Self-driving cars face a major figurative challenge: anticipating unexpected situations and responding in a level-headed way to ensure everyone stays safe. Yet they also face a rather bizarre literal obstacle in the form of an enormous Looney Tunes-inspired fake wall painted to resemble an open road, designed to fool the vehicle into a collision.
While giant fake walls are unlikely to appear in real life, that did not stop Mark Rober—an ex-NASA engineer now on YouTube—from testing how self-driving vehicles react to cartoonish scenarios.
In his most recent video, “Can You Fool a Self-Driving Car?” he compares two autonomous driving systems: Tesla’s camera vision-based autopilot and another setup that relies on Light Detection and Ranging (LiDAR). Each system is put through a series of tests, ending with the same classic tactic Wile E. Coyote used to try to stop the Road Runner in Looney Tunes.
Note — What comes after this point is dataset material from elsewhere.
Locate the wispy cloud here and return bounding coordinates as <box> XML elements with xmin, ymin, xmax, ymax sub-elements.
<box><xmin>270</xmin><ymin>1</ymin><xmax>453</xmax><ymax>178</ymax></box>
At about 40 miles per hour, Tesla’s Autopilot plows right through the faux wall, leaving a comically large hole behind—its third failure out of six tests. Earlier experiments tackle whether a self-driving vehicle might hit a child under poor visibility, such as fog or water sprays. During those demonstrations, the Tesla autopilot successfully stopped in front of a stationary child dummy standing in the middle of the road with no visual obstructions.
However, once the dummy was covered in fog or covered by water jets from different directions, the Tesla ran right through the dummy. In contrast, the LiDAR-based autopilot on the competing car stopped every single time. That outcome may not shock viewers, since the clip quietly doubles as a promotion for LiDAR technology. Plus, LiDAR is a much more expensive and sophisticated environment-scanning technology.
Still, the LiDAR system’s success is striking, especially now that Tesla has very publicly decided to rely on cameras alone. The argument for skipping LiDAR usually cites its high cost, the extra processing it demands, and the belief that leaning on LiDAR could slow progress in purely camera-based solutions.